The Bible And The Believer: How To Read The Bible Critically And Religiously, by Marc Zvi Brettler, Peter Enns, & Daniel J. Harrington
Stop me if you’ve heard this one before. A Jew, a Jesuit, and a Protestant critical scholar walk into a bar and have a dialogue about faith and critical scholarship. Seeing that their views are generally in harmony with each other despite their varying backgrounds, they decide to write a book together thinking that as like-minded individuals they can encourage people to be both “religious” and critical by approaching the Bible as they do. Guess which one gets more attention? The fact that this book of nearly 200 pages can be reduced to a joke about people walking into a bar and on the slippery nature of textual criticism  suggests a deep failure on the part of the authors. Let us make no mistake, this book is not very good, but it is bad in a way that is deeply instructive about the way that critical scholarship erodes the faith of people who study in many seminaries and makes them ineffective at preaching the Gospel since they are trained to have such serious doubts about the Bible’s reliability and authority by showing some of the sad remnants of such a benighted religious education.
This book’s organization is extremely simple, and it gives me an idea of the sort of book I would want to write myself in collaboration with others where the conversation itself becomes text. The three perspectives of the book are represented, respectively, by Marc Zvi Brettler, who serves as the liberal Jew who tries to point out how critical scholarship has spread like a metastatic cancer through the Conservative and even Orthodox perspectives of his faith, Peter Enns, who laments the hostility of so many Evangelicals and conservative protestants to the critical theory he represents even as he tries to paint the corruption of such an approach as a necessary part of genuine faith, and Daniel J. Harrington, a Jesuit who praises both critical theory and the magisterial approach of the Catholic Church towards highly centralized religious authority.
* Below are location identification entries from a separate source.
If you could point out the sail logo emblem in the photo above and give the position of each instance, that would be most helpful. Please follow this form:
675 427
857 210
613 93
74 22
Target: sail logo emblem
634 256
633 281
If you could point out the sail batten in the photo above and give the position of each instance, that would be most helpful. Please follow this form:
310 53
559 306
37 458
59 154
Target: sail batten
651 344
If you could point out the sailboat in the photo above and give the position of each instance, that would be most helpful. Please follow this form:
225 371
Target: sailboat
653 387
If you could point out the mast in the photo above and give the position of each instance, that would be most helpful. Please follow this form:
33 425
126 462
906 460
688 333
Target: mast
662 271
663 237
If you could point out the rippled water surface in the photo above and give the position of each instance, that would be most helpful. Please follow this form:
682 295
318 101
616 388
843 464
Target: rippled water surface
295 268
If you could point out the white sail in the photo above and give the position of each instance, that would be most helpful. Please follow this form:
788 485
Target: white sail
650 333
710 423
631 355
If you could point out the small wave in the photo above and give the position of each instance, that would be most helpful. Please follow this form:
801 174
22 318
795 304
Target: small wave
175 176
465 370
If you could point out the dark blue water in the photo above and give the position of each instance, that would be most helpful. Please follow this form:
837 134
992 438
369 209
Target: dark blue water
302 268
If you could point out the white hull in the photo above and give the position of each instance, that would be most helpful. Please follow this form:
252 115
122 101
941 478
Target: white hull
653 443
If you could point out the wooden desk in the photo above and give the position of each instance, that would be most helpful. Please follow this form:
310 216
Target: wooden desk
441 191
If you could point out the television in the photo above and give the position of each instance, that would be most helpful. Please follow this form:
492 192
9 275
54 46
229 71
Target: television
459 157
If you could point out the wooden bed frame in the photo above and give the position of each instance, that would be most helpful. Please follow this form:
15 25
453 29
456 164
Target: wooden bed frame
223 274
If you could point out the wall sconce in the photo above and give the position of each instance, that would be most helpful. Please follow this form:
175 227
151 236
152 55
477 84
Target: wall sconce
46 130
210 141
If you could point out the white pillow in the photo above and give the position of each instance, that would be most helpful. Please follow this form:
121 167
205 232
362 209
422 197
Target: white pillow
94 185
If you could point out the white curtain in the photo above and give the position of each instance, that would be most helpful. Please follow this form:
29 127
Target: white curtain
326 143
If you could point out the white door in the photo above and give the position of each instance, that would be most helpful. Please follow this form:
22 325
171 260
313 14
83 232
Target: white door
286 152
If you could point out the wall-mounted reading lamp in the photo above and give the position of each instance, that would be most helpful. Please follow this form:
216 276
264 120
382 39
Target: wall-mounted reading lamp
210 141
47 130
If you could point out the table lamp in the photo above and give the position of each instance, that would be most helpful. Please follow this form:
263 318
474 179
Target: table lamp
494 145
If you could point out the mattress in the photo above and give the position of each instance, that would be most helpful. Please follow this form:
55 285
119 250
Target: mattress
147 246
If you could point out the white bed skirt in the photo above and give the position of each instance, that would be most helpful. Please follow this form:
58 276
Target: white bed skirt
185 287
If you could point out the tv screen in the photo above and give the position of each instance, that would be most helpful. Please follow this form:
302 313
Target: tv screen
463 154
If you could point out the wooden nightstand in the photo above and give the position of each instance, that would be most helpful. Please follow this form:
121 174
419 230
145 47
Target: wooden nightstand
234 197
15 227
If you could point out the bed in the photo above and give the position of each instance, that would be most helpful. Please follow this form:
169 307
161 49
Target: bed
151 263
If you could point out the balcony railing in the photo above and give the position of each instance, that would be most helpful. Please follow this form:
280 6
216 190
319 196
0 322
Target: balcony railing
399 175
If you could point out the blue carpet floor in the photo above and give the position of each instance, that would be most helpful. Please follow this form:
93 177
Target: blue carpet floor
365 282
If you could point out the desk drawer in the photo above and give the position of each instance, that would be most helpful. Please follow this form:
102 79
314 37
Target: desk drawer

Each of them gives an attempt at syncretism between the critical approach and their own faith tradition and then comments on the efforts of the other two, and all of them end up pretty chummy with each other and thinking that there is no great gulf between their own belief systems.
The problem is that the similarity of the particular people involved (and others of their ilk) is that their genuine faith is not Bible-based at all but a faith in their own skill and those of others who share their approach as textual critics. By approaching the Bible as judges of the text and its veracity based on their own standards and not as those who approach the Bible as a soon-to-be convicted felon approaches the bench and hopes for a merciful judgment, their religion is useless and worthless. By assuming all kinds of things about the Bible and its supposed contradictions and its imaginary sources and fictive authors like Second and Third Isaiah and so on, the authors show that the sort of faith that one can have as a critical scholar is not the faith that anyone wants, nor is it the sort of faith that can serve to challenge our own chronological snobbery and the fashionable vices and injustice of our own times. These authors may be able to pal around with each other and find no great difference between the approach of the others, but their approach is quite distinct from a genuinely godly and biblical one.